Nun brauchte sie was zum Schreiben, also sah sie sich suchend um. Das Blatt von vorhin war unter den Couchtisch gerutscht, also hob sie es auf und begann damit, ihre Liste zu notieren. Vielleicht stand ja morgen früh wie von Zauberhand alles schon auf dem Küchentisch.  Sie dachte dabei an Timis Wunschzettel und musste über ihren albernen Gedanken kichern. Nachdem sie alles notiert hatte, wollte sie aufstehen, um ins Bett zu gehen. Während sie sich erhob, fiel ihr etwas Helles unter dem Wohnzimmertisch auf. Sie sah genauer nach und erkannte einen zweiten Zettel am Boden. Komisch, sie hätte schwören können, nur ein Blatt von Susanne bekommen zu haben. Und hätte ihr der Zettel nicht eben schon auffallen müssen?

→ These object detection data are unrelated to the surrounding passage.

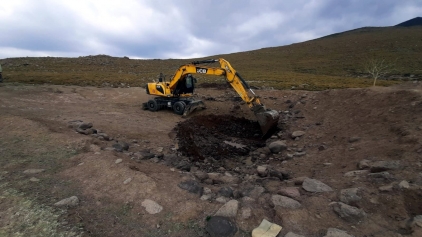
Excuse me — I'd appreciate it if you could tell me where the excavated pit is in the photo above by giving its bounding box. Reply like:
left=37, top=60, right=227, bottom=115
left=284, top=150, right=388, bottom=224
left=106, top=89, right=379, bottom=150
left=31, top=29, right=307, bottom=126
left=176, top=115, right=265, bottom=161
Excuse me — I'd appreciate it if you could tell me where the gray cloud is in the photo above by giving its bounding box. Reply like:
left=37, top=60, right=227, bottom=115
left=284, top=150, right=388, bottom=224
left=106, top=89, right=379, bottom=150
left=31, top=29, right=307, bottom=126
left=0, top=0, right=422, bottom=58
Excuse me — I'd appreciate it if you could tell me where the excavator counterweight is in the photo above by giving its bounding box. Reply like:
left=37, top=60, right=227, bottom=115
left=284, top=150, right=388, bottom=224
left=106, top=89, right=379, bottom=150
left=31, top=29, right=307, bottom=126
left=144, top=58, right=280, bottom=136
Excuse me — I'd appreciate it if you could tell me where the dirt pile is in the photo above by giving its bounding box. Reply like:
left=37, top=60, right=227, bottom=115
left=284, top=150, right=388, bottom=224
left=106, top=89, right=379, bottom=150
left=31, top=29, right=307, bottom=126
left=176, top=115, right=265, bottom=161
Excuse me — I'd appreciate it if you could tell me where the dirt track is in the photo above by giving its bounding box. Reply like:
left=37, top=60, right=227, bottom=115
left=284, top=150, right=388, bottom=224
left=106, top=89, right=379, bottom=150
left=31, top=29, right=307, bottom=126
left=0, top=83, right=422, bottom=236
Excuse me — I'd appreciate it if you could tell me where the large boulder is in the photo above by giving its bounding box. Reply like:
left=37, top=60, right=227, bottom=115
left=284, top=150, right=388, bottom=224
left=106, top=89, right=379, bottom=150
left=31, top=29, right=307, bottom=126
left=268, top=140, right=287, bottom=154
left=333, top=202, right=366, bottom=223
left=302, top=178, right=333, bottom=193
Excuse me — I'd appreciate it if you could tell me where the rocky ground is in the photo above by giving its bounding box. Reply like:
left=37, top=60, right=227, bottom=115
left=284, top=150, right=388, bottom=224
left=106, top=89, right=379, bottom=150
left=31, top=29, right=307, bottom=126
left=0, top=82, right=422, bottom=237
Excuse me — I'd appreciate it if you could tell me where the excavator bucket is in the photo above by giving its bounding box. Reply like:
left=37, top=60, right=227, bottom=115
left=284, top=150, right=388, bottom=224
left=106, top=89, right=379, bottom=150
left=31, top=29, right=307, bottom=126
left=252, top=105, right=280, bottom=137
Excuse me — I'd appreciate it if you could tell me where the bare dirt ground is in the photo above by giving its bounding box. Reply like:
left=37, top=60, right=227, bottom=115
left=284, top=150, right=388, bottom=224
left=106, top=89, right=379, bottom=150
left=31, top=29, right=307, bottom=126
left=0, top=83, right=422, bottom=237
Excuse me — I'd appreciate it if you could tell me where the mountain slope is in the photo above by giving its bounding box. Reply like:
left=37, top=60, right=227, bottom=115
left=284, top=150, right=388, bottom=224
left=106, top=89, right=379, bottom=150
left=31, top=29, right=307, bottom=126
left=0, top=21, right=422, bottom=90
left=395, top=17, right=422, bottom=27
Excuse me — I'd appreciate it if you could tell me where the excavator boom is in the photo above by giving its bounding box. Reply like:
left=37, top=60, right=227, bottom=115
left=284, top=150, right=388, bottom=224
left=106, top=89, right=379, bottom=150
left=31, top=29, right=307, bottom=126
left=144, top=58, right=280, bottom=136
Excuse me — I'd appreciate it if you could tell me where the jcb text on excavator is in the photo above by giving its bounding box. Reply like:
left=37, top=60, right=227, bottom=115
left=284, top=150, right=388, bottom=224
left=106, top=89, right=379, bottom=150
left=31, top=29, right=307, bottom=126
left=143, top=58, right=280, bottom=135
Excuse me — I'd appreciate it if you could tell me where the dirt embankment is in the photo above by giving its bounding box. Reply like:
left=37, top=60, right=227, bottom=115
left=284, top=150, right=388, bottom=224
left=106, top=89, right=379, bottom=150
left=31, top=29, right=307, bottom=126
left=0, top=83, right=422, bottom=236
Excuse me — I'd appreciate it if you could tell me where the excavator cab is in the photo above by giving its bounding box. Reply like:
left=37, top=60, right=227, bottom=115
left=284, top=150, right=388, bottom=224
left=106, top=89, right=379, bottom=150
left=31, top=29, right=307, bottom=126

Sie nahm ihn hoch. Er hatte die gleiche Größe wie das erste Blatt. Wahrscheinlich klebten die beiden vorhin einfach dicht aneinander. Sie hielt noch einen Moment inne und hob das Blatt mit beiden Händen vor sich. Ob ich vielleicht doch…? Ach, das ist doch quatsch, ich bin doch kein Kind mehr. Andererseits…Ach was solls. Sie nahm den Stift, schrieb eifrig einige Zeilen und kam sich dabei furchtbar lächerlich vor. Trotzdem faltete sie den Zettel anschließend sorgfältig und steckte ihn in ihre Hosentasche. Anschließend brachte sie das Rezeptbuch zurück zur Küche. Da fiel ihr Blick durch das Küchenfenster, das einen freien Blick zum Nachbarhaus bot. In der zweiten Etage des Hauses war ein kleines, flackerndes Licht hinter der Scheibe eines Fensters zu erkennen. Scheinbar hatte es sich jemand bei Kerzenlicht gemütlich gemacht. Elisa überlegte, welches Zimmer zu diesem Fenster gehörte. Wenn sie sich nicht täuschte, war es das ehemalige Schlafzimmer von Frau Markgraf. Wer war das da drüben wohl? Immerhin schien es so, als würden die alten Möbel noch immer da stehen. Und wer würde sich in das Bett einer fremden Frau legen? Vielleicht ergäbe sich ja morgen die Gelegenheit, den neuen Nachbarn kennenzulernen.